TRENTON, N.J. (CN) – 911 operators and police dispatchers are not immune from liability for bungling the facts of an emergency call, causing police to miss any opportunity to save a college student from being murdered by her ex-boyfriend, a New Jersey appeals court ruled.
The victim, Sohayla Massachi, was abducted outside the gates of Seton Hall University. A witness who saw the ex-boyfriend bundle Massachi into his car ran to a security guard’s booth at the university and reported the abduction. The witness said an Argenbright Security guard told her “it was not on campus and there was nothing they could do for her,” so she called 911 and gave an operator the direction the car was headed and its license plate number.
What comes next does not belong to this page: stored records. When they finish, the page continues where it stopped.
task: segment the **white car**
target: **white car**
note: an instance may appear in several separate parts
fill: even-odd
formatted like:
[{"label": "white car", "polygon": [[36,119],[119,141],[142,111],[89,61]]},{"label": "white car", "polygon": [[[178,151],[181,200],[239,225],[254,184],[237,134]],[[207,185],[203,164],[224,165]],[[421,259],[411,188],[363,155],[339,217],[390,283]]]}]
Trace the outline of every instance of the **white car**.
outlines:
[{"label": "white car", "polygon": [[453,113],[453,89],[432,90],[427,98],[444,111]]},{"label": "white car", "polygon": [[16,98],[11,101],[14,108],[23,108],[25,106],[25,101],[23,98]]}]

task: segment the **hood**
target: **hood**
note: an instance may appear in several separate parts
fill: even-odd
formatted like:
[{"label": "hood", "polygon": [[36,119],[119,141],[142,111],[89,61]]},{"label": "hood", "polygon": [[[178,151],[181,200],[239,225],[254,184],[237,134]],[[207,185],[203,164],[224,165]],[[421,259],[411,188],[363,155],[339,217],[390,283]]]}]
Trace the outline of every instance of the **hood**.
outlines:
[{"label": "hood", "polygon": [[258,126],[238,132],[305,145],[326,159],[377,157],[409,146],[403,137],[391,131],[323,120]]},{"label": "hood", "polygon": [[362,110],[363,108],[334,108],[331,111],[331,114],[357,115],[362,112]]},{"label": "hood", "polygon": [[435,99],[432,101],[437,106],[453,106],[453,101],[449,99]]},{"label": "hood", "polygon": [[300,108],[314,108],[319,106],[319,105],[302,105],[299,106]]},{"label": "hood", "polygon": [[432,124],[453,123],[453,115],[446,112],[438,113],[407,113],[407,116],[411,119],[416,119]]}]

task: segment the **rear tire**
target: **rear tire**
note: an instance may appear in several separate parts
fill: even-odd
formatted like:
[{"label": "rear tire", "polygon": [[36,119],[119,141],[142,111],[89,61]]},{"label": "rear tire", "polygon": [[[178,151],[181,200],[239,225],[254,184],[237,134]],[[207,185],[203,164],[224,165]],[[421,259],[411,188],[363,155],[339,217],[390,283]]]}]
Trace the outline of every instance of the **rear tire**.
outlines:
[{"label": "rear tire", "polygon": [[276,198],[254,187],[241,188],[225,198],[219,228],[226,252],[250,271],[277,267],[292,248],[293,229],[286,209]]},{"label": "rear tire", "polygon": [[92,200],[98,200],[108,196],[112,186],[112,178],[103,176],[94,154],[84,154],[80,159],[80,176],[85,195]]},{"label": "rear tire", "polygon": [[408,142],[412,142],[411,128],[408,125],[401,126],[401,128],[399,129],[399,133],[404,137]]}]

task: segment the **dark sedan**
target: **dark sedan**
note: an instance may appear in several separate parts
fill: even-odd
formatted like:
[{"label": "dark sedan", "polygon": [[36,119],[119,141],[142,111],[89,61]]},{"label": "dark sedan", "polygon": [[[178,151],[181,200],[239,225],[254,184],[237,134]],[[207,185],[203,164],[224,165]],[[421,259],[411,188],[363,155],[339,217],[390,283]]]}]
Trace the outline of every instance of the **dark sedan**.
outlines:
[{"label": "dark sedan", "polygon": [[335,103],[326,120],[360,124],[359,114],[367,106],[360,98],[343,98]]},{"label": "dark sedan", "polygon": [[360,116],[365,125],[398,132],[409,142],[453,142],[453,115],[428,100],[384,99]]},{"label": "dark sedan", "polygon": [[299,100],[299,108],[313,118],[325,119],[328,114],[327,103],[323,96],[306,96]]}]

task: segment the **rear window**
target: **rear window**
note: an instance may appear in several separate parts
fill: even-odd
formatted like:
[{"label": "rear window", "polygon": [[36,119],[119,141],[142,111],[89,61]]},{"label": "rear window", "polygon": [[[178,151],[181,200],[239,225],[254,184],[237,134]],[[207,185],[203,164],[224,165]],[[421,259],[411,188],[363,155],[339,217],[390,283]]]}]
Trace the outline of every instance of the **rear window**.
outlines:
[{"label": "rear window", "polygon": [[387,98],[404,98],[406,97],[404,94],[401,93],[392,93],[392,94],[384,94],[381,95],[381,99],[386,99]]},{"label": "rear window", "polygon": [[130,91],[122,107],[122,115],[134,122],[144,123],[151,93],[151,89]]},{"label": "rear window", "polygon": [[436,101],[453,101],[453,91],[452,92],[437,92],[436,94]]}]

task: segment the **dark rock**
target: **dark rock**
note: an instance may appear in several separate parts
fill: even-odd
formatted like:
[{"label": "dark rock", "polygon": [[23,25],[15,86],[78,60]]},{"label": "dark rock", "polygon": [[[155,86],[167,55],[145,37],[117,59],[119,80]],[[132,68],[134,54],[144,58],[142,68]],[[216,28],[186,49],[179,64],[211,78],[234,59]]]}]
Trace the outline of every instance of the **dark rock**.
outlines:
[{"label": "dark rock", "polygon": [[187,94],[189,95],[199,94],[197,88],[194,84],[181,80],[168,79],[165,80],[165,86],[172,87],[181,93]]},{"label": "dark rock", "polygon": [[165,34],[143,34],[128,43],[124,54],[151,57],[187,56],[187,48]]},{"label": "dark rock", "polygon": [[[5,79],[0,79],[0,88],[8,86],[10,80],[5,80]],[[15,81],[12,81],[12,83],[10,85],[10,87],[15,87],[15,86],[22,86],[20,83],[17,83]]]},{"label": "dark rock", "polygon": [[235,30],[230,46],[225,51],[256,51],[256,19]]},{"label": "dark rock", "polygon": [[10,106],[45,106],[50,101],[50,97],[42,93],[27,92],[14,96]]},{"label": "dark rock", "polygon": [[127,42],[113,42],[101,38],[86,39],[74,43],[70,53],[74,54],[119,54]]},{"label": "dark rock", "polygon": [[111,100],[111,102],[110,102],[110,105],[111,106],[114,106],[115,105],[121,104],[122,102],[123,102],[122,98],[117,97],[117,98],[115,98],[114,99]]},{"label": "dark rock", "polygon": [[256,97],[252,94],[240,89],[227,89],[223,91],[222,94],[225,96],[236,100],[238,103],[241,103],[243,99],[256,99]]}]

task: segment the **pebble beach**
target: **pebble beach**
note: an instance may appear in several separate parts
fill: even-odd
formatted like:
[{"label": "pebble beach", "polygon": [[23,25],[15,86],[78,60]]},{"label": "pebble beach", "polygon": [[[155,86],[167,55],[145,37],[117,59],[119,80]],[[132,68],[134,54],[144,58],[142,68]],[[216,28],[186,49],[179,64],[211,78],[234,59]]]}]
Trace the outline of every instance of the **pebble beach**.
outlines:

The operator entered an incorrect description of the car – calling it a Chevy Blazer instead of a Plymouth Laser – and failed to record the last known location of the car or its direction. Within an hour, the ex-boyfriend had taken Massachi to his apartment, shot her in the head, and shot and killed himself. Massachi died two days later from the gunshot wound. Her relatives filed suit against AHL Services, USA Security Services, Argenbright Security, the Newark Police Department, and the 911 operator and police dispatcher who handled the calls.
The appeals court found that the failure of the operator to abide by written guidelines constitutes the negligent performance of a ministerial task and does not insulate the police officers from the “unfortunate results” of the errors.
Reversed and remanded. See ruling in Massachi v. AHL Services Inc.